It was the first time I’d seen him anything but slightly bored-looking, and it was actually quite sweet. I got a little carried away with the idea he might be just as affected by the idea of me getting my hands on him as I was, and I totally blame the resulting adrenaline surge for what I said next.

I grinned back at him, forgetting the whole aloof plan entirely. ‘Don’t worry,’ I said, my voice coming out even huskier than usual. ‘No need to do a striptease. I’m very experienced in doing it both dressed and undressed.’

See? That came out totally wrong. And for some unfathomable reason every time I tell a joke or make a funny comment it always brings out the Londoner in me. In our supremely elegant surroundings my words clanged off the walls, sounding crass instead of playful. I blushed and busied myself getting my notepad and pen out of my bag.

Izzi just hooted with laughter, and said something about it being ‘classic Coreen’. I didn’t look at Adam. He ribs me mercilessly when I put my patent heels in my mouth, usually both at once, and I didn’t want to set him off and give Izzi even more encouragement. I concentrated on being belatedly poised and professional instead.

Finally I managed to get something right. I took all of Nicholas’s measurements swiftly and efficiently. Well, not all. I took his word for it on the inside leg. And my hands didn’t shake even once. I was very proud of myself. In fact I couldn’t have been more composed if I’d been measuring up Gladys and Glynnis, the two second-hand mannequins that live in Coreen’s Closet.

I moved onto Adam next, since I was in a man-measuring frame of mind, and that was when the delayed reaction hit. My ears began to tingle and I kept dropping my tape measure and forgetting the numbers so I had to start all over again. Thankfully Nicholas was deep in conversation with Izzi by then, and didn’t see a thing.
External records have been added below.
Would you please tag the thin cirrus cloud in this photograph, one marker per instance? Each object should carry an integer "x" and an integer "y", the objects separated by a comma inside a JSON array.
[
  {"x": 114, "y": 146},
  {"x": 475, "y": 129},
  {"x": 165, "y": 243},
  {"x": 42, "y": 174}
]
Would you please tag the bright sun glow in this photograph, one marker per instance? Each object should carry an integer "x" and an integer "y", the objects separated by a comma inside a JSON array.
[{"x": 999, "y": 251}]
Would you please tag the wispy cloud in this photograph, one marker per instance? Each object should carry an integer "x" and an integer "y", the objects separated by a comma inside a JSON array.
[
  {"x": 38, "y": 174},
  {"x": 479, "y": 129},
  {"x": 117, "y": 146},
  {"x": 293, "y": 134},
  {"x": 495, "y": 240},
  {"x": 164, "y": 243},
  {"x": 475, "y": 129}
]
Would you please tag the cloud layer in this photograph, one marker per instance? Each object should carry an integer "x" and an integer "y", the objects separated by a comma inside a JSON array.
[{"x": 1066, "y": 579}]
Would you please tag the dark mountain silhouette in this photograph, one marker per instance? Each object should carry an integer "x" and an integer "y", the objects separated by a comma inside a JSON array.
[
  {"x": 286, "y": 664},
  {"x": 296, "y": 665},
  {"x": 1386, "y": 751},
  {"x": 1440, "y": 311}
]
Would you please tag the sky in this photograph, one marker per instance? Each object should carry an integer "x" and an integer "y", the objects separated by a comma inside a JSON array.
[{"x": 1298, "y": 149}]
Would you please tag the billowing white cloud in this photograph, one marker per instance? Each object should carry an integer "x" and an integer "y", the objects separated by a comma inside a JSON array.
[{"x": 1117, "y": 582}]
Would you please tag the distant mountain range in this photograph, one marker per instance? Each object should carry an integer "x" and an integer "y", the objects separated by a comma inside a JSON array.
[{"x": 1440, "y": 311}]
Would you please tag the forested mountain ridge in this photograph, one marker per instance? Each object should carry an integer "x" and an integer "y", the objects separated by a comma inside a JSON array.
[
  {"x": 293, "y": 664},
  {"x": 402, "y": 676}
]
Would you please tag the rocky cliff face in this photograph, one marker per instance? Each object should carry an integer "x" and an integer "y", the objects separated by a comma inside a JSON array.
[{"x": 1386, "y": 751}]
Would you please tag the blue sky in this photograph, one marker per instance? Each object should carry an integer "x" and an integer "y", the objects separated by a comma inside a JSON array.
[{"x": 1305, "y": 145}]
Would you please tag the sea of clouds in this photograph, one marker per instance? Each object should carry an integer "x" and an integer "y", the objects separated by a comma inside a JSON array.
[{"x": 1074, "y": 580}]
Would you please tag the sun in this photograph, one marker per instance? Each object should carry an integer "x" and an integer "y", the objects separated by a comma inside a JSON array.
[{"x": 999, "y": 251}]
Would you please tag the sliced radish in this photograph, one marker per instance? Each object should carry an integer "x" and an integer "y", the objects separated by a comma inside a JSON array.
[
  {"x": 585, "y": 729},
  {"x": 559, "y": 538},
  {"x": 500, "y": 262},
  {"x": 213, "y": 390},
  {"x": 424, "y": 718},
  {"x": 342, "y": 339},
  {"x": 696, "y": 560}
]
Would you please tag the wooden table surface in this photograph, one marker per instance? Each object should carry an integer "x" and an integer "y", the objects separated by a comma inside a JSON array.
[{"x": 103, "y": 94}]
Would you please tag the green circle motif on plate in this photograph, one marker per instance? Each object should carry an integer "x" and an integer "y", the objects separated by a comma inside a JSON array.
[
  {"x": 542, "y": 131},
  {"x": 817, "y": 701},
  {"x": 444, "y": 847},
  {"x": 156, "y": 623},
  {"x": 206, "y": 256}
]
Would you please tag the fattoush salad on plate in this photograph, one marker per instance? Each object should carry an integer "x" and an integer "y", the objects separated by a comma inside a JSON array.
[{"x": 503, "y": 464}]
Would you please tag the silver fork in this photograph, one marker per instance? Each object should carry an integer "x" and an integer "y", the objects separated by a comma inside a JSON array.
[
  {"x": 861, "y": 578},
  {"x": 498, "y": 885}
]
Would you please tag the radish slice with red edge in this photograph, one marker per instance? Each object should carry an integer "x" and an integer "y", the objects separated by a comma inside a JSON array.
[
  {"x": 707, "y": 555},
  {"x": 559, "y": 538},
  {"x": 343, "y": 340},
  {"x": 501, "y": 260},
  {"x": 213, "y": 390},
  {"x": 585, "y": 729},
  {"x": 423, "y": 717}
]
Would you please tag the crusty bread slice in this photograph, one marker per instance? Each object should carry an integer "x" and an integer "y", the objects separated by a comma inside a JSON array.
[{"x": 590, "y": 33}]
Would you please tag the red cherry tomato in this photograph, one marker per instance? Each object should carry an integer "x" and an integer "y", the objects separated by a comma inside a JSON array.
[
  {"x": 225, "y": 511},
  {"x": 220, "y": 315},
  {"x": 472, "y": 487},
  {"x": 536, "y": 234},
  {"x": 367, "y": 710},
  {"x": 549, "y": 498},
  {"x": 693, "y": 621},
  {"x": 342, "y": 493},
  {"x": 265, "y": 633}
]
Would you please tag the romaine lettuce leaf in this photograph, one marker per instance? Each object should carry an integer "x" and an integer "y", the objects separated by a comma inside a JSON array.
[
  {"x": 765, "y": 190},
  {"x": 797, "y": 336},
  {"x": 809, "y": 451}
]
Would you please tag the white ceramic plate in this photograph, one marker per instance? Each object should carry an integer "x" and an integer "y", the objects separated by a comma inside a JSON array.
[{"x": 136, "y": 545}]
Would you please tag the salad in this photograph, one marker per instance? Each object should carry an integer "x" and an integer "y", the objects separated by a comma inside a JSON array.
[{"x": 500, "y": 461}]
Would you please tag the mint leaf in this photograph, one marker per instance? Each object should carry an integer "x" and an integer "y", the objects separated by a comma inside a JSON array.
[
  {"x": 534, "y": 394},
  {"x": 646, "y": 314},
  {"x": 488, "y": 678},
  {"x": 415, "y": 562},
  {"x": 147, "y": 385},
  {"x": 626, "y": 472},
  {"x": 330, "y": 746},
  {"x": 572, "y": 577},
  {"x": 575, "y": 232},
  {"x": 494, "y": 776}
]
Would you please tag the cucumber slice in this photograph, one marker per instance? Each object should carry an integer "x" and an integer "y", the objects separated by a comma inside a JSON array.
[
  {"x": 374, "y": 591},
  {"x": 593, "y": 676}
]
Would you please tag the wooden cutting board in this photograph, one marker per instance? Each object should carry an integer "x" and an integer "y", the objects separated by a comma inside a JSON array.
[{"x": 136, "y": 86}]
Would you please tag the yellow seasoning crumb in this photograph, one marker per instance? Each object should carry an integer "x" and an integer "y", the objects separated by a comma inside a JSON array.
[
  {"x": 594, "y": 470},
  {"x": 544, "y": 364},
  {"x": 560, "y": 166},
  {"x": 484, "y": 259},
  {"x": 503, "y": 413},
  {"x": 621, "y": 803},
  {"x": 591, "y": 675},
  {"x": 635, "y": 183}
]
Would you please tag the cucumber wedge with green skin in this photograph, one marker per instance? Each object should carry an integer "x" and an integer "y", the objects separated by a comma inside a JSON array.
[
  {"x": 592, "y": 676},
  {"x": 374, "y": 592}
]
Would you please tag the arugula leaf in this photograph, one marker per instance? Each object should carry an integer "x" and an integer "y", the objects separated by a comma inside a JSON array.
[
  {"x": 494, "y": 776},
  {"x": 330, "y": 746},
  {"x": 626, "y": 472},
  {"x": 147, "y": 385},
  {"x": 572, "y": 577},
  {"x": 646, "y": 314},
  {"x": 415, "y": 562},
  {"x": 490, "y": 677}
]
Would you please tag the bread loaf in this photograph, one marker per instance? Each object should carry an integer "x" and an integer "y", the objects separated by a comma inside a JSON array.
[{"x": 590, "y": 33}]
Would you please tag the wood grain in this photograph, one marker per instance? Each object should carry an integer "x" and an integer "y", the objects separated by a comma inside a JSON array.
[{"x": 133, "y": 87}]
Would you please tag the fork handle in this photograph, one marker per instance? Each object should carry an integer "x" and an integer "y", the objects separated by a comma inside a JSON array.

Hmm. I stared at my notepad and compared figures. It seemed Adam’s shoulders were as broad as Nicholas’s. Broader, in fact. Just goes to show how appearances can be deceptive.

Once I’d got started with the measuring, I didn’t stop. The rest of Izzi’s friends arrived while I was doing her bust measurement and she dashed off to greet them, almost taking me with her, connected by the tape measure, but I managed to wiggle free in time. There were a couple of floppy-haired ex-public schoolboys called Julian and Marcus, Izzi’s best friend Jos, and, to my horror, mouldy old duck-faced, stick-thin Louisa Fanshawe. Nicholas suddenly stopped looking as if he was a caged lion pacing backwards and forwards, smiled microscopically, and sent for coffee and croissants.

I noticed when they arrived that Louisa only nibbled hers.

I hate girls who nibble things. Don’t trust them. In my book, if you want to have a cake or some chocolate you should just have it. None of this gnawing at it like a hamster, pretending it wasn’t the sort of thing you’d wolf down in one go if you were on your own, and then leaving it half eaten because you’re supposedly too full up. My reasons for not having a croissant were purely professional, of course. It had nothing whatsoever to do with not wanting to look piggy. I mean, I could hardly leave greasy, flaky marks on everybody’s clothes as I measured, could I?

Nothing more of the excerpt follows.